Bloggers will find that WordPress, Tumblr and Postagon also support Markdown. Check the Resource Directory for even more apps and platforms supporting it.

You may have noticed that many of the apps mentioned here are for mobile devices – phones and tablets. Mobile devices have limited memory and storage so the apps are more streamlined than their desktop cousins. Markdown editing screens takes a lot less code than traditional editors, making it a good choice for mobile apps. In addition, the screen-based keyboards can be a challenge for serious writing and formatting. Anything that can simplify the formatting process improves its usability.

This article in the Byword editor for Mac.

This example shows what Markdown looks like while editing.
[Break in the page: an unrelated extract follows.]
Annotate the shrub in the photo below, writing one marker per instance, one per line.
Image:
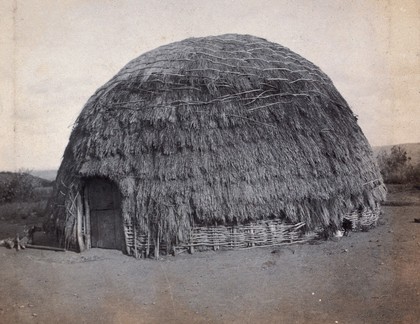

As you can see the text is quite readable. Once the document is ready to publish, the program includes functions to save it in the format of your choice (rich text, HTML, PDF, etc.) – with the Markdown codes converted to the appropriate formatting. As technology moves forward, all that’s needed to update this app – or any of the older documents created using it – are new publishing functions to support converting to whatever new format has been developed.

Thanks to Markdown, the future of plain text looks quite bright. And, by supporting the efforts of developers who incorporate Markdown in their applications, we can help influence its acceptance and continued growth. Helping them will help us build an archival standard for digital documents that will insure the future of our research and publishing efforts doesn’t get left behind in the trash bin of old technology.